Todo ello con la oposición de dos sectores muy diferentes y por motivos bien diferenciados. Por una parte, el Partido Popular, que sigue pensando que esta reforma supone el principio de la fractura de España y entiende que no pueden convivir dentro del mismo Estado una nación llamada España y una nación catalana, aunque este término sólo figure en el preámbulo del texto estatutario. Y, por otra parte, Esquerra Republicana de Catalunya, que encuentra el nuevo Estatut tan degradado respecto del aprobado por el Parlament catalán que reclama una nueva oportunidad para negociar cambios sustanciales en el Senado.

¿Qué quiere ERC? Que se defina a Catalunya como una nación «con nombre y apellidos» y mejoras de calado en la financiación autonómica y en las competencias. Y, a la postre, el verdadero quid de la cuestión: el régimen foral en un plazo de quince años.

Resulta lógico que los catalanes aspiren a alcanzar una auténtica autonomía financiera como la que disfrutan desde hace años vascos y navarros. ¿Por qué Catalunya y las demás autonomías no pueden conseguir este sistema de financiación? Curiosamente, nunca se ha acusado a Navara de insolidaria con el resto de España y menos de poner en peligro la unidad nacional por el hecho de tener un concierto económico.

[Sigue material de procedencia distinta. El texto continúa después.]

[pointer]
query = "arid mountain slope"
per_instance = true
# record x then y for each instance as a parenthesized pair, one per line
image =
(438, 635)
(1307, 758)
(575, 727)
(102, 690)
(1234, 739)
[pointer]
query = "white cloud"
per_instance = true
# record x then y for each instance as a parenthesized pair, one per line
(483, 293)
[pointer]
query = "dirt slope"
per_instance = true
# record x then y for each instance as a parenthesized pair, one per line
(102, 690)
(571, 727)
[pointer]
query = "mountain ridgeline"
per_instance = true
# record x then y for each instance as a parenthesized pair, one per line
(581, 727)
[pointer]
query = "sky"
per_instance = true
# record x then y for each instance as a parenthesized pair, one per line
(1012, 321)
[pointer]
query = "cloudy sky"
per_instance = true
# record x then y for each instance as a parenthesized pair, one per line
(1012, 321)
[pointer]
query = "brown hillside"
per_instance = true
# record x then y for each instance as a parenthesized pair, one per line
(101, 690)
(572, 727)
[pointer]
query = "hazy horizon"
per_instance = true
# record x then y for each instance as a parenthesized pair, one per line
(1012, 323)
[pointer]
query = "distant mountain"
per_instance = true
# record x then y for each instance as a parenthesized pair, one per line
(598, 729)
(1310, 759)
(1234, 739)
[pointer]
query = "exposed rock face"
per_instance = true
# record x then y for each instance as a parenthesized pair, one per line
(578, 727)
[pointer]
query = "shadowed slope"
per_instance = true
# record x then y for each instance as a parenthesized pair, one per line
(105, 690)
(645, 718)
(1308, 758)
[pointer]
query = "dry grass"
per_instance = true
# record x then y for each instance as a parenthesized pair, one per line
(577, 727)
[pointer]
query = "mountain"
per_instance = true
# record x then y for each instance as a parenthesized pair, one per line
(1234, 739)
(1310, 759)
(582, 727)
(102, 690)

En cualquier caso, lo lamentable es la crispación que se ha creado en torno al estatuto catalán. Quiérase o no, cualquier avance que consiga Catalunya puede ser muy útil para las demás autonomías, todas ellas, salvo Euskadi, nada sospechosas de separatistas. España no puede quedar anclada en un modelo autonómico que fue un gran acierto en los años ochenta, pero que hoy debe ser revisado.